The episode that turned the spotlight on the issue in Newton was F. A. Day Middle School principal Brian Turner’s failure to report to police, school officials, or parents that “Burn the Jews” had been scrawled on a bathroom wall in October. Warren and other city officials learned about that incident, as well as another in which a swastika was trampled in snow just off the school’s property, only after receiving an anonymous letter with photographs of the hate speech.
“Burn the Jews” was again found scrawled on a bathroom wall in March, and swastikas were found in bathrooms at Newton North High School.
But, for many at the forum, school curriculum was a priority.
“I’m less worried about swastikas and graffiti because that happens in the dark of night -- it’s done by cowards. What really scares me is what happens in broad daylight, in school rooms,” Charles Jacobs, president of the group Americans for Peace and Tolerance, said to applause from many in the audience.

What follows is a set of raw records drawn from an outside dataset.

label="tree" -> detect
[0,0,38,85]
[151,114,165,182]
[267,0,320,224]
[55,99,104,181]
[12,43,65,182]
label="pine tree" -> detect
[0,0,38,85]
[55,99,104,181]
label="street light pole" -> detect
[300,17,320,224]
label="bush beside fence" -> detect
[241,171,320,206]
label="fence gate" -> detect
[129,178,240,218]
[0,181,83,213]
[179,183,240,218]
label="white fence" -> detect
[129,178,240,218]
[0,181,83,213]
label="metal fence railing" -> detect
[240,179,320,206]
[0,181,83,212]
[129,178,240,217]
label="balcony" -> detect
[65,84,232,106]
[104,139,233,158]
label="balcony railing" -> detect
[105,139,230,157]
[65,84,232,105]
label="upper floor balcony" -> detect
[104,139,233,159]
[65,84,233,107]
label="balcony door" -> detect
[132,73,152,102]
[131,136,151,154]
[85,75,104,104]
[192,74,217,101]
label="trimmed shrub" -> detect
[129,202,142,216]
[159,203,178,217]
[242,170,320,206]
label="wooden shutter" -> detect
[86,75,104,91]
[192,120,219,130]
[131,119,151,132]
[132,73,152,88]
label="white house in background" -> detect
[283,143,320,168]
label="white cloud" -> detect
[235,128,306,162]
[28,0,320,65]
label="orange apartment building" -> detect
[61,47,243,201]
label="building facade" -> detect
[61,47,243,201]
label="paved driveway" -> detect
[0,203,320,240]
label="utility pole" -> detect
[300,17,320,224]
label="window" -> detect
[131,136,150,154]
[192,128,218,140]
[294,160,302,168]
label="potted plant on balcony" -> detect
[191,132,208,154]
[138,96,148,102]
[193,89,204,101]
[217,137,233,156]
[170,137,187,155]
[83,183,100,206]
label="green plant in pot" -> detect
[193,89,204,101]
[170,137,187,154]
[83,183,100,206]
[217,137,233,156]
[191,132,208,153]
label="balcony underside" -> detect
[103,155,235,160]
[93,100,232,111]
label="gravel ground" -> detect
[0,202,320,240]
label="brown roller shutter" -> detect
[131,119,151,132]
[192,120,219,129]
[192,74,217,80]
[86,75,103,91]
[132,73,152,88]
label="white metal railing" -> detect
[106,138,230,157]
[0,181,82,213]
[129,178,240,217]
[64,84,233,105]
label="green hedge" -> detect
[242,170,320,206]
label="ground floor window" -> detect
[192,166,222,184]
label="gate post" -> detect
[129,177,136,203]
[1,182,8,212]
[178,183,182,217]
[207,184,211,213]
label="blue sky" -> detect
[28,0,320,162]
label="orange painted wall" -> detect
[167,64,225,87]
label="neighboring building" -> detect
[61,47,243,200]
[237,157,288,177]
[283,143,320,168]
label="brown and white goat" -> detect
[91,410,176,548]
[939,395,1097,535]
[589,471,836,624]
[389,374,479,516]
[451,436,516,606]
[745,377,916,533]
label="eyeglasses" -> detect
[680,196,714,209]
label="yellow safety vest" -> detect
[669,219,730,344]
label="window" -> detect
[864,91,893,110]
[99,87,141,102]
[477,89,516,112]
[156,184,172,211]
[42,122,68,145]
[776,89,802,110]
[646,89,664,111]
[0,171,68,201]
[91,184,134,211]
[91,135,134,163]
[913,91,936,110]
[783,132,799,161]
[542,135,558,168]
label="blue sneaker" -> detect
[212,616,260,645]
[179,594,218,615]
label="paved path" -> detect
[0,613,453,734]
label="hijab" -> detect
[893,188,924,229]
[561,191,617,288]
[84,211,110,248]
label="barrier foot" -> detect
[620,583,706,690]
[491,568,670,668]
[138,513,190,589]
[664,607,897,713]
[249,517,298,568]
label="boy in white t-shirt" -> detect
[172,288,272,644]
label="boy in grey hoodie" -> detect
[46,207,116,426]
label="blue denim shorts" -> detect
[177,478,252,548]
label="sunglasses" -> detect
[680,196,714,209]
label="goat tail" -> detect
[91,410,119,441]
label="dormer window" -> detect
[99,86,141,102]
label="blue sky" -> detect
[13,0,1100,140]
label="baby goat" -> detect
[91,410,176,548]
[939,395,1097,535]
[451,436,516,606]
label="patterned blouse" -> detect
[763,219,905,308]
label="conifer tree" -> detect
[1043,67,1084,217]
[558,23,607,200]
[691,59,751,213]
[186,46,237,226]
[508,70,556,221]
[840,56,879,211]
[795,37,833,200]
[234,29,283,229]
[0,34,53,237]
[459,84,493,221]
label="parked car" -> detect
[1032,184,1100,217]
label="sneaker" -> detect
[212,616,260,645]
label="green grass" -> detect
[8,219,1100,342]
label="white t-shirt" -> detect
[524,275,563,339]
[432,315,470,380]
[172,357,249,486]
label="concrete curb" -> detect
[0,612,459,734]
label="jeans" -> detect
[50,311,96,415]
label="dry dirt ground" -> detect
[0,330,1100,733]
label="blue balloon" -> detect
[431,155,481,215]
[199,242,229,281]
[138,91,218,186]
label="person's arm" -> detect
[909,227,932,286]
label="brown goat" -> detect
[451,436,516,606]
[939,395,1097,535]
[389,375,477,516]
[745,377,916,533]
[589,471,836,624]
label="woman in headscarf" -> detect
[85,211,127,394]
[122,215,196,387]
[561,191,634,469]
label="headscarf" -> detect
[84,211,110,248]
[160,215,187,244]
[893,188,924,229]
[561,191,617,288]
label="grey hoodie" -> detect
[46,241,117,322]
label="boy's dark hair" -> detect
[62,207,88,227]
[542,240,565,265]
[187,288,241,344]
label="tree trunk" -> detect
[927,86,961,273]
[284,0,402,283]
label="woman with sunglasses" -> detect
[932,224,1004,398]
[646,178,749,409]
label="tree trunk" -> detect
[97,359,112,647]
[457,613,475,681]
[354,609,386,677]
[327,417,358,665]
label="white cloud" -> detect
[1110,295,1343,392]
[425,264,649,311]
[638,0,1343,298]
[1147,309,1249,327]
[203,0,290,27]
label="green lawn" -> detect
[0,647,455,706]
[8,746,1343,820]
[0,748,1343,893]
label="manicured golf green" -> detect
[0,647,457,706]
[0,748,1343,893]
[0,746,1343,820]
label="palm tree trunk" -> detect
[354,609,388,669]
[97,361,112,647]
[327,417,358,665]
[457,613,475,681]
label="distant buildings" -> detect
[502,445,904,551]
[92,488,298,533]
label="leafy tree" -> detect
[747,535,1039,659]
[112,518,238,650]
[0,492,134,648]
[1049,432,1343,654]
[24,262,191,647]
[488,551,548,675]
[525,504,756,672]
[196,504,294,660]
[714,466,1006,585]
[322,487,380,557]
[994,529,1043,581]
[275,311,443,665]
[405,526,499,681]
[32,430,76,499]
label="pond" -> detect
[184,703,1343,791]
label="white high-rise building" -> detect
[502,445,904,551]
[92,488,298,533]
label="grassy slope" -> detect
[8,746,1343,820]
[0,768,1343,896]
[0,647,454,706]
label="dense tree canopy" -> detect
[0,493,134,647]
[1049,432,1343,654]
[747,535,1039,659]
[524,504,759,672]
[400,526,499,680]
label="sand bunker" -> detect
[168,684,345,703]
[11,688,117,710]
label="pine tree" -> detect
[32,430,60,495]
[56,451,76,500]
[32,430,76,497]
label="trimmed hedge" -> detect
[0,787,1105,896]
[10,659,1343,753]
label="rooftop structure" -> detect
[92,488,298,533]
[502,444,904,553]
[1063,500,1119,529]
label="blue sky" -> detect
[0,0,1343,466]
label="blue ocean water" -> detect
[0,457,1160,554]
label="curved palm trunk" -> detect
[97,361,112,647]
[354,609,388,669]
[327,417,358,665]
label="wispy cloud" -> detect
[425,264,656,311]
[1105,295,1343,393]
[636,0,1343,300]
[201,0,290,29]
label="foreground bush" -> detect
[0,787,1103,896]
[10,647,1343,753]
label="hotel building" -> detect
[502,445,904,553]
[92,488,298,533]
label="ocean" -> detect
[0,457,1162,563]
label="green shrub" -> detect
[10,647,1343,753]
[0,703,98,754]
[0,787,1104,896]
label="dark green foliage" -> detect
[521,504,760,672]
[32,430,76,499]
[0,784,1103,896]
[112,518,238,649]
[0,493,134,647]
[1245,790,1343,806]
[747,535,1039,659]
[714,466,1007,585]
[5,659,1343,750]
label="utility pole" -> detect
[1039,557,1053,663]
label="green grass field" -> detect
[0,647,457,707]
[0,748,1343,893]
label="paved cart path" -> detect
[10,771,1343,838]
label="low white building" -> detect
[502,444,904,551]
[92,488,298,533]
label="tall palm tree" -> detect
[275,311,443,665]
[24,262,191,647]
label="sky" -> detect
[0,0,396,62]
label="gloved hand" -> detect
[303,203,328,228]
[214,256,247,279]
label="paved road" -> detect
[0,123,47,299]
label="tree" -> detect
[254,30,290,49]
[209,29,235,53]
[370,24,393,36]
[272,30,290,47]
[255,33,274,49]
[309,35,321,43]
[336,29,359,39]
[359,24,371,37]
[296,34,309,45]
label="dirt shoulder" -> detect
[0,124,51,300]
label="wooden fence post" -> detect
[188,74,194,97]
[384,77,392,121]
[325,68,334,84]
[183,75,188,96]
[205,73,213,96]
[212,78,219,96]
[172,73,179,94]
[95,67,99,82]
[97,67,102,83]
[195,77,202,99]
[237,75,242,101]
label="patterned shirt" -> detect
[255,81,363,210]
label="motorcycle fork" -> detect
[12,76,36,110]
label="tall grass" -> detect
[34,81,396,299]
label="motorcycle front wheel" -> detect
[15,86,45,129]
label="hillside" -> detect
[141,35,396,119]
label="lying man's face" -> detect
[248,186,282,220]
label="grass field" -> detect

“Let’s see it, let’s see it all, let’s vet it,” Jacobs said about the curriculum. “Let’s have a system. You have systems where racism can’t be taught in the schools, and homophobia can’t be taught in the schools; there should be a system where anti-Israelism, which is the new anti-Semitism, can’t be taught in the schools,” he said.
Jacobs asked Warren to acknowledge there is a problem and “warn other mayors that this can happen, and is very dangerous.”
Warren told the audience that while he is one of nine members of the School Committee, it is Superintendent David Fleishman who is solely responsible for the curriculum, and his decision whether to make it public.
He said he will convey to Fleishman and the School Committee the forum’s desire to be able to see the curriculum, adding that anyone who sees a problem with a textbook, handout, reading assignment, or anything else in materials used by the city’s schools should bring it to his attention.
“Bring them directly to me, and I will take them to the superintendent,” he said.
School Committee chairman Matt Hills, who was in the audience, told the Globe after the forum that the schools make available what is mandated by state law.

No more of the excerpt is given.